Douglas Adams, The Hitchhiker's Guide to the Galaxy
Miracle Mile (dir. Steve de Jarnatt)
When the Wind Blows (graphic novel, Raymond Briggs)
Y: The Last Man (Brian K. Vaughan, 2002–2008)
For some reason, I never actually got around to finishing this comic series—a house move may have intervened—but it was a wild ride nonetheless. Some mysterious force causes the spontaneous death of every man on Earth bar one, leaving the unwilling hero to go on a quest—accompanied by a variety of female companions—to find his girlfriend, last heard from somewhere in the Australian outback.
I grew up reading comics but gave them up when I was about twelve, only to pick up on them again during the early 90s boom. After that petered out, I didn’t really read many more until I came across some of the collected editions at a friend’s house.
Although I still haven’t learned the cause of this particular apocalypse (and I really must get around to finishing it sometime), it almost doesn’t matter because there are few finer examples of the journey being more important than the likely destination. Not only a fine piece of post-apocalyptic fiction, but also a fine piece of comic writing, period.
Honourable Mention: The Satan Bug, by Alistair MacLean
Zardoz (dir. John Boorman 1974)
Zardoz is the post-apocalyptic movie with everything you could want. It’s also the movie that people most frequently want to mock, but I think it’s long past the time this movie got some real love.
I tripped over it on late-night TV who knows how many years ago, and it certainly grabs you. After a brief intro, Sean Connery, resplendent in a handlebar moustache, bright red loincloth and bullet-belt, stows on board a giant flying frickin’ stone head that shouts things like THE GUN IS GOOD, THE PENIS IS EVIL. And that’s just the start of the movie.
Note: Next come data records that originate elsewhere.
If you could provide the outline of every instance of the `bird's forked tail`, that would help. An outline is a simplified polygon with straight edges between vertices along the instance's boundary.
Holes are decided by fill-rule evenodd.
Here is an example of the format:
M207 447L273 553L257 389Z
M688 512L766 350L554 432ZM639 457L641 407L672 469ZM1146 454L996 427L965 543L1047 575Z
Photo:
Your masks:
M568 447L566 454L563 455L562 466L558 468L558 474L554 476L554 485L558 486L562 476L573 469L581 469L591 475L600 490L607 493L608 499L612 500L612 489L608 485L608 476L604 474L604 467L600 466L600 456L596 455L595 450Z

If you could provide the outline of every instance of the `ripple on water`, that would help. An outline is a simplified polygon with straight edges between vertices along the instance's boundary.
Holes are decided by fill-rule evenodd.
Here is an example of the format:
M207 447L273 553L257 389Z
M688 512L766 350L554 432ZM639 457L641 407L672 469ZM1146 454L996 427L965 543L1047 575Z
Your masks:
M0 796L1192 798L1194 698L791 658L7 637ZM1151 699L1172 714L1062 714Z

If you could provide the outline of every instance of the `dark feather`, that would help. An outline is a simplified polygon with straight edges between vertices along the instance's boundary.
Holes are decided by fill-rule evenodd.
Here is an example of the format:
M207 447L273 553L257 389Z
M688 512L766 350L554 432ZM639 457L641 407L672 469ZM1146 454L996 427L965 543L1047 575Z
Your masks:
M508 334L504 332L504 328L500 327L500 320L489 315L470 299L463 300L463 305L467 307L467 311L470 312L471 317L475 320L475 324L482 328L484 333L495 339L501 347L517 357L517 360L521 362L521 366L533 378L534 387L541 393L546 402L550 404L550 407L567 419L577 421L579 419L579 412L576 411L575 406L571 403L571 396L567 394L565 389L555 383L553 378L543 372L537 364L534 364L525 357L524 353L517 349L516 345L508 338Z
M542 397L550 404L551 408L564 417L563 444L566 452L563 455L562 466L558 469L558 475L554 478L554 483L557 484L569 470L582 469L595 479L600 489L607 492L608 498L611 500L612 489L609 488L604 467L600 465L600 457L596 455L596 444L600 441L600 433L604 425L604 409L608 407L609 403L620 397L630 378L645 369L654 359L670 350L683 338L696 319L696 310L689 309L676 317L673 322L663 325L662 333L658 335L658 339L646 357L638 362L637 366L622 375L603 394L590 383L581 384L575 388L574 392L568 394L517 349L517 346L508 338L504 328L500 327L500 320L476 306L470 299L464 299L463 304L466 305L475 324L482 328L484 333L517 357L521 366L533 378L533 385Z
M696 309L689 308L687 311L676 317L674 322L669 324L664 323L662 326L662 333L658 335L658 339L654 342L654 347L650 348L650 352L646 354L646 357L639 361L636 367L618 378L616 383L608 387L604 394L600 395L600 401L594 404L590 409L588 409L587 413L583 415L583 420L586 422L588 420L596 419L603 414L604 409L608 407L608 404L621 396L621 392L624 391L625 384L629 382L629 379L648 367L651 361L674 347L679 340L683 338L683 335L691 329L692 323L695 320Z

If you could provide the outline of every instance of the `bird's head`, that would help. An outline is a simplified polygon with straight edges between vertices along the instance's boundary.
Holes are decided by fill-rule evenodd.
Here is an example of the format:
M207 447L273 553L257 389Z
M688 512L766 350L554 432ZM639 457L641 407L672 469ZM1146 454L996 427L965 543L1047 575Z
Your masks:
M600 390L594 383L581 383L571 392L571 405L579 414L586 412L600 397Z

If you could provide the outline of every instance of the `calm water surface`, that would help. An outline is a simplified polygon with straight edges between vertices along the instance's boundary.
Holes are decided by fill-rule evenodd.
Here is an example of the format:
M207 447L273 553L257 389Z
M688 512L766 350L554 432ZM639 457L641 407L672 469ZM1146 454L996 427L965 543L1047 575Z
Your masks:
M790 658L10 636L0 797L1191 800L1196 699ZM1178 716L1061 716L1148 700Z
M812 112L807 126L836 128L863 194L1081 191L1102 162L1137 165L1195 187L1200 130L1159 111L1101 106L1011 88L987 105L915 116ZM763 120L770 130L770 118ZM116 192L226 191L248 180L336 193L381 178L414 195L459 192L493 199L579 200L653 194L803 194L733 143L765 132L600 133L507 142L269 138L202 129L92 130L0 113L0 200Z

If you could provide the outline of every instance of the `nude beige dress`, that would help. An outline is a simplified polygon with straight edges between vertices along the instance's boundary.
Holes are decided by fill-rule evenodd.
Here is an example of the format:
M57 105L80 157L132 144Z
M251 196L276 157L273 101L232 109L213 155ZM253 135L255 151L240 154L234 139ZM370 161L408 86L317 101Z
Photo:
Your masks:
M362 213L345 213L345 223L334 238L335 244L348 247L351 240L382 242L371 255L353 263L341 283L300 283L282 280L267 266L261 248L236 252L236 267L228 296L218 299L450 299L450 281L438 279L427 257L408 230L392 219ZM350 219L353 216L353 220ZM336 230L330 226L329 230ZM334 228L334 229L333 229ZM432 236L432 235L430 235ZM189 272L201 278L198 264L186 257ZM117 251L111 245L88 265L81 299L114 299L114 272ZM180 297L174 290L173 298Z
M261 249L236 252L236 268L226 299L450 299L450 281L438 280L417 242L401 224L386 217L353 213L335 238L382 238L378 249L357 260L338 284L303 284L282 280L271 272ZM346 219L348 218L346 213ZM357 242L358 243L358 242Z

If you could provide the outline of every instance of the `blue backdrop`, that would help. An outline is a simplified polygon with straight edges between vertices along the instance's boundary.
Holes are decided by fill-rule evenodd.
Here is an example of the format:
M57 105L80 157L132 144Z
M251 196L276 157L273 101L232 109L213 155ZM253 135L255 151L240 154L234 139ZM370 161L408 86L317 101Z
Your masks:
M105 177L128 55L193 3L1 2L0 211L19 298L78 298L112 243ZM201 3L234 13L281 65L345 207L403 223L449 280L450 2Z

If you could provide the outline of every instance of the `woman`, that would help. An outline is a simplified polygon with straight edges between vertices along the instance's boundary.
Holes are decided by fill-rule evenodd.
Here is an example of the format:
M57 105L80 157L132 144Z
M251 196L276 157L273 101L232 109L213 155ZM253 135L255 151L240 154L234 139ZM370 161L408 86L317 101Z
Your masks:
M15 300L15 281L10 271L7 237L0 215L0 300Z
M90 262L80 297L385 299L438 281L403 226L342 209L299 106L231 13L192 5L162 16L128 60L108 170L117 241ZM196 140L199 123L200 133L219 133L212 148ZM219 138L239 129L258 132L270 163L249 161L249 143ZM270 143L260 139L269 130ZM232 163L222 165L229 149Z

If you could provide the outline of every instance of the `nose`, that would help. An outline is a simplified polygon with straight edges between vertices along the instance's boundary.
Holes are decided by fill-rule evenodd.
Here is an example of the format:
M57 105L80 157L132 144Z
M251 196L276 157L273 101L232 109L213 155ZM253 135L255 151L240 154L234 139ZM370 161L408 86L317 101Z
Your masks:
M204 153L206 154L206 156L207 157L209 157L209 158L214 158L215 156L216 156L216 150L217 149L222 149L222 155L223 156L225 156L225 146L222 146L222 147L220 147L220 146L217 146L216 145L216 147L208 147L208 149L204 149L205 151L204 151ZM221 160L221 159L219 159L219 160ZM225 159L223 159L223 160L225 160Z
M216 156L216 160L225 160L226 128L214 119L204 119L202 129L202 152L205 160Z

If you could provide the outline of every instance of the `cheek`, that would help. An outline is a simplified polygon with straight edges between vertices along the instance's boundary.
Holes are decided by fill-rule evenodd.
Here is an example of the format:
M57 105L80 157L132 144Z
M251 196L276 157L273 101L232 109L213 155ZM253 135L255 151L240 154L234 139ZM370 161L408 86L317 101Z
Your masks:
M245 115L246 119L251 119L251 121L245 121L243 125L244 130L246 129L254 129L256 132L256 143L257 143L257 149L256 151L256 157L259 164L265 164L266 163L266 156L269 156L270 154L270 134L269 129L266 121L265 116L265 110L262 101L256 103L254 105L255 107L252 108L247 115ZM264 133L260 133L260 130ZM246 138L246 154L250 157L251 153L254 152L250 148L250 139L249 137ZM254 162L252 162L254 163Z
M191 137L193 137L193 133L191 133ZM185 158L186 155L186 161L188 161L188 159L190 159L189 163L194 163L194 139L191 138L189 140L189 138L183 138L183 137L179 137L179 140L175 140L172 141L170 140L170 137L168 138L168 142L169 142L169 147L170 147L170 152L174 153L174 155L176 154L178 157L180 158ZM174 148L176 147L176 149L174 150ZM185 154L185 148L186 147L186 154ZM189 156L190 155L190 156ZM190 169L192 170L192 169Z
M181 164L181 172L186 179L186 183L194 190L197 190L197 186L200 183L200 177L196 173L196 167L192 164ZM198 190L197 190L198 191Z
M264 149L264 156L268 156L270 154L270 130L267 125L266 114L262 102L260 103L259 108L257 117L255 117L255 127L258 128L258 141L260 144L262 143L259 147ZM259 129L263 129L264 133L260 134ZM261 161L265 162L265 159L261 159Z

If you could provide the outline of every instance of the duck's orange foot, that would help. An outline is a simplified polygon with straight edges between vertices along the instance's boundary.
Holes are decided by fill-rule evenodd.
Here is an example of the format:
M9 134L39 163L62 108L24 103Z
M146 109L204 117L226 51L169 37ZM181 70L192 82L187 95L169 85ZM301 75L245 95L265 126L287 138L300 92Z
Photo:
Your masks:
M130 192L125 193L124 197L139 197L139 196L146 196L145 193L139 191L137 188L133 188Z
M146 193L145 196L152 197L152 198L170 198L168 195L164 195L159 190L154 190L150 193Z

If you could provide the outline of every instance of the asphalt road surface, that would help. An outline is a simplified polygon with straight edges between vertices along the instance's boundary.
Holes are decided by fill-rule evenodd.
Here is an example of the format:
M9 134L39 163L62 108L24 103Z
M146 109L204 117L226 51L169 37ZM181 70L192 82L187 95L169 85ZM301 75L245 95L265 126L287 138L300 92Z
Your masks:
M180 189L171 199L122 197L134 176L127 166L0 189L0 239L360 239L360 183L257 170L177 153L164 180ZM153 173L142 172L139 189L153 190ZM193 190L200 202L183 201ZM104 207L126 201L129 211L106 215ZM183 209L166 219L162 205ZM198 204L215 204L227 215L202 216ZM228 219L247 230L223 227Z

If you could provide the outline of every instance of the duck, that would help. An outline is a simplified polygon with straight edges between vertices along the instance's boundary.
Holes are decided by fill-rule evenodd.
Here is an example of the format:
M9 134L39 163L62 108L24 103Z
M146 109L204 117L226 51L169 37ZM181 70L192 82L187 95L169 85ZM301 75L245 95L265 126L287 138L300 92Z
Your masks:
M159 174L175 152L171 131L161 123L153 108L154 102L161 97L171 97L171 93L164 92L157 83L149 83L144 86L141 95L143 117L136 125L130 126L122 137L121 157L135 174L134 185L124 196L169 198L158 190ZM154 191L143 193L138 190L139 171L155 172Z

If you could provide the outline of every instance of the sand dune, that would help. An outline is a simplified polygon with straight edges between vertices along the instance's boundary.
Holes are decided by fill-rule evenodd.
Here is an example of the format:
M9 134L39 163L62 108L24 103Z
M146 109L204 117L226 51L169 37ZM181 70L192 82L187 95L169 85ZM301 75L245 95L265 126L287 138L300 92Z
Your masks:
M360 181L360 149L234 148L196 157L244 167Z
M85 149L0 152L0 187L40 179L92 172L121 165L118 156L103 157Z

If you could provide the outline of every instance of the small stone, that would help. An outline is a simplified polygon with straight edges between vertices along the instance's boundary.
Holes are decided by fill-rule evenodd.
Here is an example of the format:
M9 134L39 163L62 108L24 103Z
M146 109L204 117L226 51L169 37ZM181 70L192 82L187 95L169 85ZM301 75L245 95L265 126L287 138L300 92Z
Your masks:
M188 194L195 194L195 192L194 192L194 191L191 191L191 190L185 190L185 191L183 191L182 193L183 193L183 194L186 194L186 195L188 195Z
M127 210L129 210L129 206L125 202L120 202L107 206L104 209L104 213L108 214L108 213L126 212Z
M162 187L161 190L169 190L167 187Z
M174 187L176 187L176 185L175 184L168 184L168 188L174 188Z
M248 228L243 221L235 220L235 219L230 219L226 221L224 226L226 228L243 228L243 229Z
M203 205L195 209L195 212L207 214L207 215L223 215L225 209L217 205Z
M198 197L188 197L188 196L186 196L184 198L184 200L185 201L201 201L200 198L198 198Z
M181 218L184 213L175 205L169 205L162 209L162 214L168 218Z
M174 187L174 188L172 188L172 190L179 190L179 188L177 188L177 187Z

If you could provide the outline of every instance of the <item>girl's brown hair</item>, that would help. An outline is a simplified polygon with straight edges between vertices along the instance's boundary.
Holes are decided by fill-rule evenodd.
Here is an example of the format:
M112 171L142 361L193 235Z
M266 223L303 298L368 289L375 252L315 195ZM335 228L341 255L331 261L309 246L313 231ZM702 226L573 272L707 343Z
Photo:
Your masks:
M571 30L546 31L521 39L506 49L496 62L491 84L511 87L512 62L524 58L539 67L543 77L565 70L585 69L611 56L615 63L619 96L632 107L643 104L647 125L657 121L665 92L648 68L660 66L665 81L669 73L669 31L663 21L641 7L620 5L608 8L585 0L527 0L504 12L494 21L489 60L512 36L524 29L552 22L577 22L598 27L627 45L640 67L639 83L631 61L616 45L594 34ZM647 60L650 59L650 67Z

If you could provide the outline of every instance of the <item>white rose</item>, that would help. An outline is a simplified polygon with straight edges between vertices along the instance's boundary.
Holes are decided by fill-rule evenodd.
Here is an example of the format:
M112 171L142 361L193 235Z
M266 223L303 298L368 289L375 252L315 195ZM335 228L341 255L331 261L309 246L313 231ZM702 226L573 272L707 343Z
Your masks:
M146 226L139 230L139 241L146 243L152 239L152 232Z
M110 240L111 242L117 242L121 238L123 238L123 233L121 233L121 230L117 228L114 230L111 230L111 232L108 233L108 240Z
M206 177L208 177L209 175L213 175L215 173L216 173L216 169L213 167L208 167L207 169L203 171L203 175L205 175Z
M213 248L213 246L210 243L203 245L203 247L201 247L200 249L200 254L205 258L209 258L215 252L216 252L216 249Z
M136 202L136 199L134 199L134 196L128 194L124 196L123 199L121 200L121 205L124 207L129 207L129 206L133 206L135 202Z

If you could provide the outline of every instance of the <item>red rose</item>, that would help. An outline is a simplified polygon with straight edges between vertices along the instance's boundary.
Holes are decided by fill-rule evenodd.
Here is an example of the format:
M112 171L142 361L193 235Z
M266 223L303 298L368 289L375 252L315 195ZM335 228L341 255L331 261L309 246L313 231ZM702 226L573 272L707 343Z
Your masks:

Said flying head transports him into a colony of telepaths who long ago returned from a space voyage, only to find civilisation collapsed. Since then they’ve holed up in an enclave protected by a force-field, where they live immortal lives of indolent luxury, frustration and inescapable boredom.
Zardoz has been derided in the past because of its visual appearance, but given the trend in recent years for sf movies that dress their characters in more or less contemporary clothing, listening to more or less contemporary music and talking in entirely contemporary English, regardless of how far in the future they live, you have to wonder whatever happened to the idea that in the future, or on another planet, people might dress, act, think and talk differently.
And in Zardoz, that’s exactly what they do: act, dress and think differently from us, as they should.
Reduced to its most fundamental outline, Sean Connery’s character Zed is a product of the barbarian outlands, as well as of a long-term genetic experiment. His purpose: to bring death to the immortal telepaths, all of whom are thoroughly tired of life. The movie ends with Connery as a literal harbinger of doom, bringing the gift of death to the long-jaded immortals—but only after a series of wildly inventive visual set-pieces.